Get a secured credit card.
Secured credit cards work the same way as regular credit cards, except they require a deposit. The amount you are allowed to borrow usually reflects the exact amount of the deposit you paid or a percentage of that deposit. One common misconception regarding secured cards, however, is that they work like debit cards. This is not true. The creditor only uses your deposit as a guarantee in the event of non-payment. When you make a charge on your card, you need to pay that amount back just like a normal credit card. The payment will not be taken out of your deposit. There are a number of secured credit cards to choose from.
Only charge what you KNOW you can pay off in FULL each month.
Now that you have a card, you need to show that you are a responsible borrower. To do this, you need to make sure that you only charge what you absolutely know you can pay off each month. If you pay off your balance in full each month, you’ll avoid interest rates.

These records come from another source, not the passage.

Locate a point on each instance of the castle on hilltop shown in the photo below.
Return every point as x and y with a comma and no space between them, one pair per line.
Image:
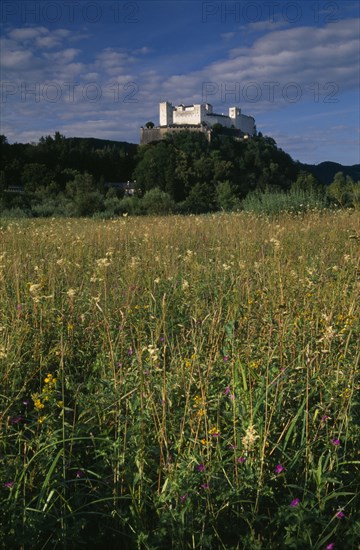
198,118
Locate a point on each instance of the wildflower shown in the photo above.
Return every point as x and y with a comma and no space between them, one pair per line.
9,484
249,438
185,285
214,432
71,293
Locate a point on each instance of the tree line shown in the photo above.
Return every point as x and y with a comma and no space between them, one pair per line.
184,173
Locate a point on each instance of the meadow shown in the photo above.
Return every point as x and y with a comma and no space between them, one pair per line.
180,382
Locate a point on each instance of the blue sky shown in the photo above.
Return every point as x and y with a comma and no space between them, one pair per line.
99,68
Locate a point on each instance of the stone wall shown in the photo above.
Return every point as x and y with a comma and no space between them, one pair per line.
147,135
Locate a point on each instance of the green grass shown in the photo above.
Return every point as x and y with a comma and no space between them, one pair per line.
180,382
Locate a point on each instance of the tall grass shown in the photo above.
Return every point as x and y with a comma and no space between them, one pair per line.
183,382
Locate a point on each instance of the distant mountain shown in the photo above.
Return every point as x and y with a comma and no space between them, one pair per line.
325,171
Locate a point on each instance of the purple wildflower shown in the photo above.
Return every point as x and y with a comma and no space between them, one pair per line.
9,484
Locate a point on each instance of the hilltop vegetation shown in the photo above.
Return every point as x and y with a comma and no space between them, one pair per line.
183,174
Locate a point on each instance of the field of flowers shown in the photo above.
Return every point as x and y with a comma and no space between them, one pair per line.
180,382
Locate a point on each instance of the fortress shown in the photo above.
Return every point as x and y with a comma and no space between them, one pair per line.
198,118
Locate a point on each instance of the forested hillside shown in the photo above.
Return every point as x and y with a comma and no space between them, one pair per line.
184,173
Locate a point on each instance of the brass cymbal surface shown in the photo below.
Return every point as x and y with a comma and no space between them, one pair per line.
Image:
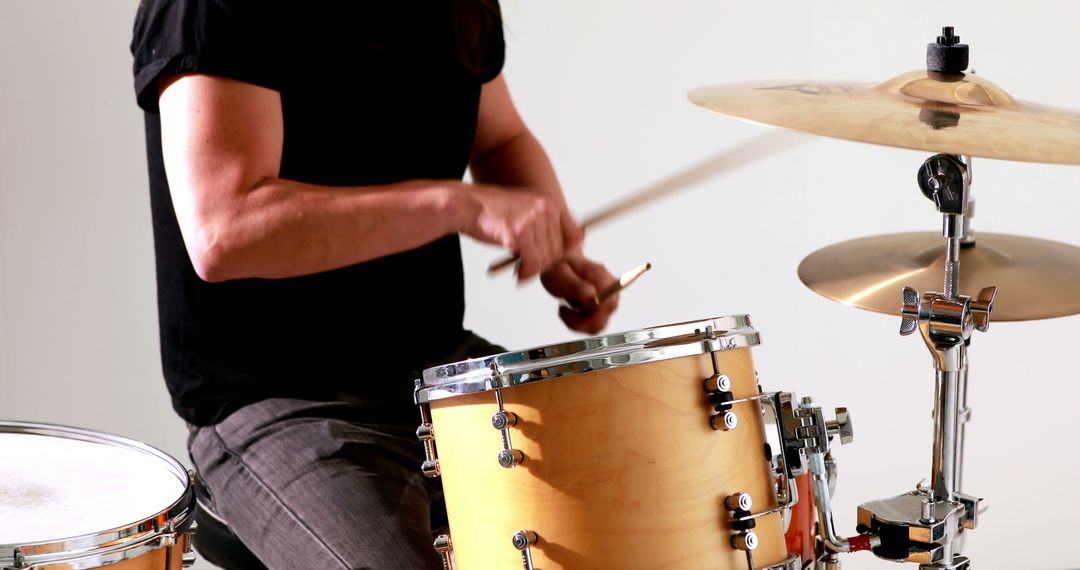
1036,279
953,113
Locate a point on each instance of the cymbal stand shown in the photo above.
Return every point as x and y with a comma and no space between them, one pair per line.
923,526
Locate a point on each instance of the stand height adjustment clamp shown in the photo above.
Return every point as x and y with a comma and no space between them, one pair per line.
982,306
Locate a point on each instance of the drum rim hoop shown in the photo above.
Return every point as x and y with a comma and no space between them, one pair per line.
116,544
584,355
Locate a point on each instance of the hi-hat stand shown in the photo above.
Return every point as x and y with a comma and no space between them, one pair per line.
925,526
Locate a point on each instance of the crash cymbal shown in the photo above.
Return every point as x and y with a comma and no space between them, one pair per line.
954,113
1036,279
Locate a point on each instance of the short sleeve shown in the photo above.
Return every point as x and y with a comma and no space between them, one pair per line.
494,46
227,38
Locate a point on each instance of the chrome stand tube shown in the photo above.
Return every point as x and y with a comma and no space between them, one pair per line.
964,415
954,232
946,410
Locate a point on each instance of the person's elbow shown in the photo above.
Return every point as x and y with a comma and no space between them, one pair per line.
212,253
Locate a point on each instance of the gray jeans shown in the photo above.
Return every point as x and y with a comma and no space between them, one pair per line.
308,484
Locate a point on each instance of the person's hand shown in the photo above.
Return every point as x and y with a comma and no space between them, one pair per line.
578,280
538,228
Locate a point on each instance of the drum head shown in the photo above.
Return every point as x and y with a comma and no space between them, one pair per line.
584,355
69,488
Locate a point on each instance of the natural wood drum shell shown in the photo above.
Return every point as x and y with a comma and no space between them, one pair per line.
621,471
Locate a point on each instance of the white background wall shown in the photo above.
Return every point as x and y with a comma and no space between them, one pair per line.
603,84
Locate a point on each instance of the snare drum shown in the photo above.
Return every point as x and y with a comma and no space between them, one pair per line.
643,449
73,499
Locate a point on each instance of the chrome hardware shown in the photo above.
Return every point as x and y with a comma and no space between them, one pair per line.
739,501
725,422
973,506
523,540
909,312
426,433
981,308
920,528
841,426
444,546
595,353
793,562
717,382
745,541
718,392
188,556
149,533
502,420
946,325
510,458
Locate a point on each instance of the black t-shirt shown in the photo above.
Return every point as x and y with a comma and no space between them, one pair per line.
372,93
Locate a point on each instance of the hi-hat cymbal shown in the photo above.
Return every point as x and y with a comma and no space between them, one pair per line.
1036,279
954,113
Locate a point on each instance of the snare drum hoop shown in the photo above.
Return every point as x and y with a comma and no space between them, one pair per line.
585,355
125,542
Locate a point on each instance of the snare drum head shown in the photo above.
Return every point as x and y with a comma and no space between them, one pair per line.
58,484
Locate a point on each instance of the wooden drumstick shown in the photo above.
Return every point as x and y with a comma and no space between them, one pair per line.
624,281
746,152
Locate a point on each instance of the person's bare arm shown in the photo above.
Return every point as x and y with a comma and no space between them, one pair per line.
221,141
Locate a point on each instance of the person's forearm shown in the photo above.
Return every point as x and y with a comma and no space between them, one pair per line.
282,228
518,162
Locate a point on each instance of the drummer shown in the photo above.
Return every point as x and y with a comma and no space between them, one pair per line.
306,179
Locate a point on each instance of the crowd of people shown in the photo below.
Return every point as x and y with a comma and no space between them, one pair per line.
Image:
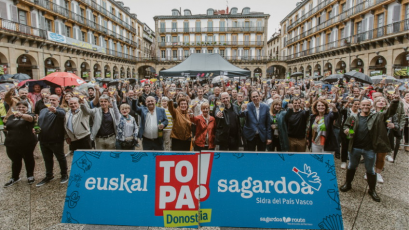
349,119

As much as the temptation exists to spend your newfound access to money on something splurge-worthy, the best use for your credit card money is to pay something you’ve already budgeted for each month. Some ideas include gym memberships, subscription services and other routine purchases.
Keep your balance under 30%.
A very little known fact is what we like to call the 30% rule or your utilization rate. When your overall balance goes over 30% of your credit limit, your credit score is negatively affected. That means if your credit limit is $500, your balance should never go over $150. In fact, it’s wise to keep it even lower because many credit card companies actual report lower credit limits than what you actually have, therefore increasing your percentage.
Pay your bills on time, EVERY month.
There’s no need to fall into the trap of creating more debt. To avoid unnecessary interest rates and dips in your credit report, make sure you pay your bills on time every single month. To make sure you’re covered, we recommend setting up automated payments. That way no matter what is going on in your life, your credit score isn’t going to suffer from forgetfulness.
Monitor your credit report.
The point of building your credit is to get a high score, so it makes sense to keep an eye on that statistic. 80% of all credit reports have errors, making it even more crucial to stay on top of things. Don’t fall victim to the free credit report sites either. When you need to get your credit report, make sure it’s giving you your FICO score.
Apply for an unsecured card after about a year.
Once you’ve had a good amount of time with good credit payment history you should be eligible to receive an unsecured credit card. Call your creditor to see if you qualify for a move from an unsecured account to a secured account. Unsecured cards carry many benefits such as higher limits and reward perks. Just keep in mind the same tips when using your credit card.
Building credit can be a slow process that requires a lot of patience. However, like most things, it will be worth the wait whenever you need to make a large purchase or an emergency situation arises.